Solving Things Visually

  • two main things here:
    1. visualization (charting) as a way to see and understand the data
    2. solving things by means of drawing/sketching - diagrammatic/geometric thinking
  • for the first one:
    • visualization is a macroscope - allows us to work with/look at complex ideas:
      macroscope
      (source: Model Driven Management of Complex Systems)
    • we have a lot of tools for creating them in software, but no "silver bullet"
    • I have a feeling that there are important primitive interactions/UIs missing for creating a generic data-visualization-building software
  • for the second one:
    • Bret Victor makes a point that programming is currently blindly manipulating symbols - visualization is a solution for this blindness

      the author sees and manipulates indirect symbolic representations, and must imagine how they give rise to dynamic behavior

    • diagrammatic/geometric thinking seems to be an important skill in problem-solving, a cognitive style (after Seymour Papert) which allows us to work with the ideas visually, usually by sketching
      • Dynamic Medium could be great for thinking this way - if only we had proper tools!
  • 3Blue1Brown's YouTube math explainers are very visual, and seem to give great intuitions into mathematics because of that
    • can I imagine a tool for directly manipulating them into existence?
      • Chalktalk by Ken Perlin seems to be one such imagining (with actual implementation)
      • Apparatus by Toby Schachman is another one (later productised into Cuttle)
    • would such imaginary tools be good only for transferring knowledge, or also for gaining new knowledge? - in other words would I invent calculus just by having access to a Dynamic Medium that works this way?

Point of View Is Worth 80 IQ Points

— Alan Kay

  • we can provide new point-of-views in software through (data) visualization

So far, I haven't actually made much use of intersections, but it's likely that I'm not yet "thinking geometrically" enough.

Drawing Dynamic Visualizations Addendum - Bret Victor

  • Bret mentions "thinking geometrically" a bunch of times in this article, I think it's an important insight of feedback loops between tools we use, and styles of thinking that they promote (Tools Building Us)

Sanjay had a neat trick of using GraphViz to debug his compiler by outputting and laying out various compiler graphs (e.g.
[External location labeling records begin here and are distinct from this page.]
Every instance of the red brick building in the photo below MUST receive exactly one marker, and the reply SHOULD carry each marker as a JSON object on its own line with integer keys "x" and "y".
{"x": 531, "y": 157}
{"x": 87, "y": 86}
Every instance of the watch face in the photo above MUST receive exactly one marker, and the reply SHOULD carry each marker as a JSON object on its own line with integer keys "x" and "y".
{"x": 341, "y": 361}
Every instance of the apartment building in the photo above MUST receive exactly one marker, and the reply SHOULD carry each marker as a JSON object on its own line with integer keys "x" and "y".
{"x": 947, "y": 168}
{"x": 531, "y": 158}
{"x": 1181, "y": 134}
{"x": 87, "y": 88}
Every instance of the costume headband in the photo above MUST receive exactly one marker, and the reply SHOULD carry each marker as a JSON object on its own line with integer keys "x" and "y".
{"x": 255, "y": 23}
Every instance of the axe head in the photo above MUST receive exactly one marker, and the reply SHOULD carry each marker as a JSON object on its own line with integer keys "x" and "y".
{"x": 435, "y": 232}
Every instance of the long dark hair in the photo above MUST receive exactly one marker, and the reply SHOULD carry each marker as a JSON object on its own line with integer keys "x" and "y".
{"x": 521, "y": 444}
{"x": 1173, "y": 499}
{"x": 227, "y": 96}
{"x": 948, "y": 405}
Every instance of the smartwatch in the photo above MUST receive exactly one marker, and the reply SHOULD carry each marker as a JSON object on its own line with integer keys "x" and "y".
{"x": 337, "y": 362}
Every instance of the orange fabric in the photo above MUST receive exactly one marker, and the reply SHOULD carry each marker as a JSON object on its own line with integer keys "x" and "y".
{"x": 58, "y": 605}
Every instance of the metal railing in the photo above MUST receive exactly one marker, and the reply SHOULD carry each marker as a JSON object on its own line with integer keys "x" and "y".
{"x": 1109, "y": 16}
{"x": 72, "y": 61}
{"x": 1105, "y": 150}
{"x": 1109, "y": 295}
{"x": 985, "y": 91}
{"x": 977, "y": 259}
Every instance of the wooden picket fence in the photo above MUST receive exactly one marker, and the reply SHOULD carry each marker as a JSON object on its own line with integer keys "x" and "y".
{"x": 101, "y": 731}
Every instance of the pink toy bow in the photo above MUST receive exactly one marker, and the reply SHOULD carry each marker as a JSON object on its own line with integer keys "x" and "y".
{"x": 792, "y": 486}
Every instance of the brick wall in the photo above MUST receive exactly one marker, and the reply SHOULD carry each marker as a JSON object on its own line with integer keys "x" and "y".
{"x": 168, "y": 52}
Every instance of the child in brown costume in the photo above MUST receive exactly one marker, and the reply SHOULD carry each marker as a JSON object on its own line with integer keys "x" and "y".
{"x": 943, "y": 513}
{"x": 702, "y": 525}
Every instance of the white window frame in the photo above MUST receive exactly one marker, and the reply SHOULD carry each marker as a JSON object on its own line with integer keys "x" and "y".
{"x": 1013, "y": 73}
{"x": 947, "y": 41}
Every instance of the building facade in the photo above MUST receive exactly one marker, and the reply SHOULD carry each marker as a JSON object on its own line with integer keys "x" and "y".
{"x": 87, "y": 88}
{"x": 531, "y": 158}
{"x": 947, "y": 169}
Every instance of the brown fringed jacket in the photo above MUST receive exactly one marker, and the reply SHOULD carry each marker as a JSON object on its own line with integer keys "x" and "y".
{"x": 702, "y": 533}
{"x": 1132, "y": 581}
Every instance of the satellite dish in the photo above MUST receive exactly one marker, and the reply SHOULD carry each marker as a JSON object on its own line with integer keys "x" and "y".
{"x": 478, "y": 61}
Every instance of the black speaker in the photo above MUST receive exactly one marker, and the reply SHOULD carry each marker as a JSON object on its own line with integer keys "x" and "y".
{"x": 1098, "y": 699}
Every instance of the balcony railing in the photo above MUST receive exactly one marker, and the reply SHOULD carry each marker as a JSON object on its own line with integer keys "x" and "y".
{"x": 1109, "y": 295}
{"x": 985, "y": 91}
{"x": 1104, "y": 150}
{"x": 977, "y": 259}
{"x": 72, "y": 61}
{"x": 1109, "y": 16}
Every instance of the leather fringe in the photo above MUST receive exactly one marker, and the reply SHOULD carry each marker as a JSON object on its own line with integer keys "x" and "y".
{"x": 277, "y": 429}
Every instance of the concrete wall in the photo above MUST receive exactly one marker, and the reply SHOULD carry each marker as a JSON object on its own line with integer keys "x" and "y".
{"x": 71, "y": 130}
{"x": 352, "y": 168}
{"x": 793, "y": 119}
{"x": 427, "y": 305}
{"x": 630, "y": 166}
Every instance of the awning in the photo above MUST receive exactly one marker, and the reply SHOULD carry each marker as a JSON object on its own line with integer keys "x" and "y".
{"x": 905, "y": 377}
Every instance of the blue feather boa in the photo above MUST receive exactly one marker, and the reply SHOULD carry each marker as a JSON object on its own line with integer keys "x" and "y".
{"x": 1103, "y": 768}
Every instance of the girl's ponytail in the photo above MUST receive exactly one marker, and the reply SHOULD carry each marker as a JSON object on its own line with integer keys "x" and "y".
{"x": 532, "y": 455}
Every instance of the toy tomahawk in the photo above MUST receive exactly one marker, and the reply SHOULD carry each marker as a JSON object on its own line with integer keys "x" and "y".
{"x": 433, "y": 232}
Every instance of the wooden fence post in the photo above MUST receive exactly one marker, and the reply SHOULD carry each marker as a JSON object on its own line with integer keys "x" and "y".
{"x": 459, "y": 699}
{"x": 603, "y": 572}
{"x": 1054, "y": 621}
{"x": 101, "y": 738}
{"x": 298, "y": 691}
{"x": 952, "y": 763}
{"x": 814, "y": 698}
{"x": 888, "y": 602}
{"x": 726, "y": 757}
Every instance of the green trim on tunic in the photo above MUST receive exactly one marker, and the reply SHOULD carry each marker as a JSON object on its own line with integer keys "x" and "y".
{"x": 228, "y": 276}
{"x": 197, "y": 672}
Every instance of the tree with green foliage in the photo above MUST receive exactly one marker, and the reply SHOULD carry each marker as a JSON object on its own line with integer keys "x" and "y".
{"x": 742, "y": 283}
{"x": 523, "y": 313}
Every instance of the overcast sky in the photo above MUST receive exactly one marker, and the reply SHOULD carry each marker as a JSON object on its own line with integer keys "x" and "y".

CFGs). It is obvious when you think about, but a normal compiler dev wouldn't think to do that.

https://twitter.com/seanmcdirmid18/status/1225852873096876032

Visibility is everything. In many cases the most effective person isn't the smartest or even the most qualified, it's the person who has visibility into the problem. Learning to make things visible gives you a superpower.

https://twitter.com/ibdknox/status/1225860283744174080

Debugging may simply involve carefully watching for an unexpected change

— Aesthetics of Computation - Unveiling the Visual Machine

  • if we have perfectly visual systems, we can "See Everything" and just watch for what's going on, and notice when things don't work
  • another very similar point:

    There is really no boundary between the code and the world, and this allows for some wonderful workflows. For example, there is no boundary between programming and debugging - if something is acting weird, you can simply pause time, open the logic, and probe widgets and wires to see what state they're in. Tweak the logic on the fly and resume again. It's blissfully iterative and doesn't require you to learn any additional tools, e.g. a time-travel debugger or a Whitebox.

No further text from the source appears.